得体の知れない邪気を放つその液体は何なのか?なぜ長年に渡って教会の地下室で守られてきたのか?その正体を科学的に分析して解き明かすべく、老司祭は量子物理学の権威ビラック教授(ヴィクター・ウォン)に協力を仰ぐ。
老司祭から相談を受けたビラック教授は、大学の教え子であるブライアン(ジェームソン・パーカー)やキャサリン(リサ・ブラント)、ウォルター(デニス・ダン)など学生のほか、生物学や放射線学、宗教学など各分野の専門家に声をかけて調査チームを編成。教会には大量の機材が運び込まれ、次々とチームのメンバーが集まって来る。学生たちがふと外を見ると、まるでその様子を監視するかのように教会の周辺を取り囲む浮浪者たちの姿が。しかも、彼らは不気味に黙ったまま微動だにしない。
シリンダーと一緒に見つかった古文書のラテン語を翻訳したところ、どうやら緑色の液体は「闇の王子」すなわち悪魔そのものであるらしい。つまり、悪魔の正体とは有機的な物質であり、様々な理由から教会はその事実を2000年に渡って隠し続けていたのだ。やがてビラック教授と老司祭は、その悪魔を作り出した「アンチゴッド(反対神)」の存在について量子力学に基づいた仮説を立てる。
その頃、作業を終えて帰宅しようとした研究者たちが、相次いで浮浪者集団によって殺害される。それと連動するように、緑色の液体がまるで意志を持つかのごとくシリンダーから流れ出し、放射線学者スーザン(アン・ハワード)に襲い掛かる。悪魔に操られたスーザンは、次々と研究者たちに液体を浴びせて仲間を増やしていった。一方で、ビラック教授や学生たちは仮眠中に同じ夢を見る。それは、未来から送られてくる映像メッセージだった。
やがて、異変に気付いた教授や学生たちは身を守るために抵抗し立てこもる。すると、悪魔に体を乗っ取られたケリー(スーザン・ブランチャード)が、鏡の向こうの世界から自らの父親、すなわち「アンチゴッド」をこちら側へ招き入れようとするのだった…!

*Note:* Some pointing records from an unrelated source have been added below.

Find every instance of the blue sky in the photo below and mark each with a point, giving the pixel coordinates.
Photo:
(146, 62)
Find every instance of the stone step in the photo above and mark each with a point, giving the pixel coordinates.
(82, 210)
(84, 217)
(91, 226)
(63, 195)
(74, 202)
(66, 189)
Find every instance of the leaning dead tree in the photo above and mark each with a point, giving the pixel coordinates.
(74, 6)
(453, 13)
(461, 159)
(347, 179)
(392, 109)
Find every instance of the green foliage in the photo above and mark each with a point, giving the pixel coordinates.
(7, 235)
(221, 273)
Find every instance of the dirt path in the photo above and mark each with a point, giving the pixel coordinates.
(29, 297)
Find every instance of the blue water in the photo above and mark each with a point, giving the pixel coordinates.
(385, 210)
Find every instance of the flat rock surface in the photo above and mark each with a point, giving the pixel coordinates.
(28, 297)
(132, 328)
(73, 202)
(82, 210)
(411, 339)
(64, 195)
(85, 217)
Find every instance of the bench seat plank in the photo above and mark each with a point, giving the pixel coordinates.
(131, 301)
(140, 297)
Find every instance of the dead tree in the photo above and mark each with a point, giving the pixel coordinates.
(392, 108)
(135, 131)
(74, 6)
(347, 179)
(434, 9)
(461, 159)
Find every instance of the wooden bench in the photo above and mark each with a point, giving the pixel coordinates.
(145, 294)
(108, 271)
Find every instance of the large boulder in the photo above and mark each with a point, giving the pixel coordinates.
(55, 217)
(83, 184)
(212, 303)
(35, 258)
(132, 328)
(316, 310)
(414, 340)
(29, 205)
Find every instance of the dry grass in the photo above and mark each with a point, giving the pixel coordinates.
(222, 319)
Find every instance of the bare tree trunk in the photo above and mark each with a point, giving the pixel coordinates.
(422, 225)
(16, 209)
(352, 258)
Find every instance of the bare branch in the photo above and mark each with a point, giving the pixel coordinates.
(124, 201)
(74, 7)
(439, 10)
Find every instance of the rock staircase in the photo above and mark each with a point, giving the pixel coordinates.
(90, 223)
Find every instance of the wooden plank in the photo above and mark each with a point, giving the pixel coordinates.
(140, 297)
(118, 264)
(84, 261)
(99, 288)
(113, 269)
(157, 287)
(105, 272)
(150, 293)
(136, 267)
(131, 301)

インディペンデントで撮った出世作『ハロウィン』('78)の記録的な大ヒットで、一躍映画界の寵児となったジョン・カーペンター監督。やがてメジャー・スタジオへと出世し、『遊星からの物体X』('82)や『スターマン/愛・宇宙はるかに』('84)、『ゴースト・ハンターズ』('86)などの娯楽大作を相次いで撮るわけだが、しかしメジャーでは十分な予算と時間を与えられる一方で、内容に関してスタジオ側からの注文や横やりも多い。そんな煩わしさに辟易したカーペンターは、たとえ低予算でも自分の作りたい映画を誰からも文句言われず作ることにする。言うなれば原点回帰。その一発目が、当時『蜘蛛女のキス』('85)や『八月の鯨』('87)などの秀作を手掛けていた独立系映画会社アライヴ・フィルムと組んだ本作『パラダイム』だった。

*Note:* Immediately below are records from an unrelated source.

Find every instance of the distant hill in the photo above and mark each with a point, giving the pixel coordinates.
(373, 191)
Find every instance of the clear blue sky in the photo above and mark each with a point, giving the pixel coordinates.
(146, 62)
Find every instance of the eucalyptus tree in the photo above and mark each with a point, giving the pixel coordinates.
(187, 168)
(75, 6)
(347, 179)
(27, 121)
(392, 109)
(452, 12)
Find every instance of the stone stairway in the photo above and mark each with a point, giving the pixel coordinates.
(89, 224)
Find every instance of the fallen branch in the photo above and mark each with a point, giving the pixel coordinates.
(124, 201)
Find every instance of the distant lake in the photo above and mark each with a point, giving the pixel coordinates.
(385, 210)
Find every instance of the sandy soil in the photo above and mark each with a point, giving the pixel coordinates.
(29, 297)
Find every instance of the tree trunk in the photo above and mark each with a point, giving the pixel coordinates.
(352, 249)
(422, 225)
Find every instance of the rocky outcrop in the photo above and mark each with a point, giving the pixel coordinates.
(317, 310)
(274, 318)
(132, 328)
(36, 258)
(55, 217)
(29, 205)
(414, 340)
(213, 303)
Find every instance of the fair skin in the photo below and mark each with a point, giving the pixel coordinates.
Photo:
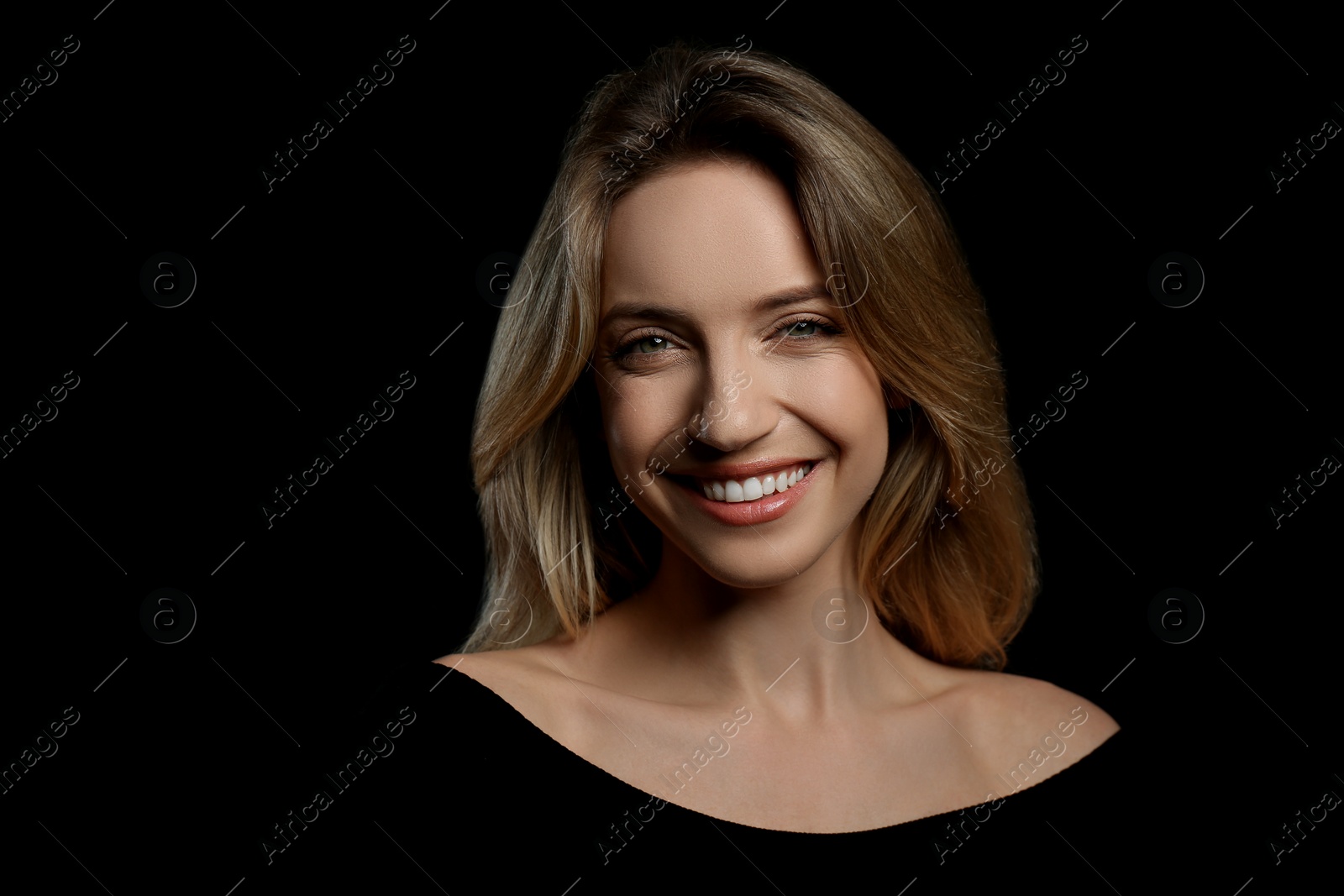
(844, 732)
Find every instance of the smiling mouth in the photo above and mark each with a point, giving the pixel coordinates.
(752, 488)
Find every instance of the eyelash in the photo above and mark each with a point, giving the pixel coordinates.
(627, 348)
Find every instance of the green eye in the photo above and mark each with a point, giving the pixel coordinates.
(651, 344)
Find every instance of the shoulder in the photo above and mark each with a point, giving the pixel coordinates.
(528, 679)
(1030, 726)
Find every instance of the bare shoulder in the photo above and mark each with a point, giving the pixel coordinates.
(499, 668)
(1032, 727)
(524, 678)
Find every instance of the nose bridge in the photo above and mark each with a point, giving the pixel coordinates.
(734, 398)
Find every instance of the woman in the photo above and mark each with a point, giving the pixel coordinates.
(746, 484)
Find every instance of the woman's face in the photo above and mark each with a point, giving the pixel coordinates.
(721, 364)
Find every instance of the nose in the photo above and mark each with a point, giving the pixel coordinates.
(737, 406)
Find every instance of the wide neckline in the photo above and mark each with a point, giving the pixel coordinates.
(602, 772)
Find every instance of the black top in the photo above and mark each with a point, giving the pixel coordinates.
(476, 797)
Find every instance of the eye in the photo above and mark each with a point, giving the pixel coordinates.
(808, 328)
(643, 343)
(648, 345)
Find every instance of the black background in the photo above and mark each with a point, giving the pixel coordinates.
(319, 293)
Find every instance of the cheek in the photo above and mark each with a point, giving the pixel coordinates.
(635, 432)
(844, 403)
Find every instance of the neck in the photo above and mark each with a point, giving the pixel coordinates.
(808, 647)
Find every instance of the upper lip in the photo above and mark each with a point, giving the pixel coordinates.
(746, 470)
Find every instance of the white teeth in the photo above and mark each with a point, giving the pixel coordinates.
(753, 488)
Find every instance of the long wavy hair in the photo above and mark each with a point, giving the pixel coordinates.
(948, 550)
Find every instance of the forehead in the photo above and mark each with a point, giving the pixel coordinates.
(706, 233)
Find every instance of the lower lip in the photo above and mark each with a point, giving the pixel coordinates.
(770, 506)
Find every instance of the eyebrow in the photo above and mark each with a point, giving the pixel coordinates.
(769, 302)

『遊星からの物体X』と『マウス・オブ・マッドネス』('94)に並ぶ、カーペンター監督「世紀末三部作」の第2弾にも位置付けられている本作。劇場公開時には筆者も映画館へ足を運んだのだが、いまひとつ内容が掴めなかったこともあってか、全体的に盛り上がりに欠ける地味なオカルト映画という印象だった。なにしろ、本作のテーマには量子力学と宗教学が大きく関わっており、そこをある程度まで自分の中で噛み砕いて理解しないと、カーペンターの作り上げた独特の世界観が伝わりづらい。そもそも高校時代の物理と科学の成績が万年落第スレスレで、とにかく理数系が大の苦手である筆者には少々ハードルが高いってもんだ(笑)。

そんなわけで、このたびおよそ31年ぶりに再見したのだが、なるほど確かに前半は注意深くセリフに耳を傾ける、もしくは字幕に目を凝らしていないと話についていけなくなる。それはなにも物理学や宗教学の専門用語が多いからというわけではなく、核心部分の解釈を観客に委ねる抽象的な言葉の表現が目立つからだ。反対に映画の基本プロット自体は極めて単純。ロサンゼルスの古い教会で緑色の液体が入った謎のシリンダーが発見され、老司祭の依頼で専門家と学生がその正体を科学的に分析して突き止めようとするも、地下室に閉じ込められた彼らは一人また一人と悪魔に体を乗っ取られていく。物語の構造的には『遊星からの物体X』と似ている。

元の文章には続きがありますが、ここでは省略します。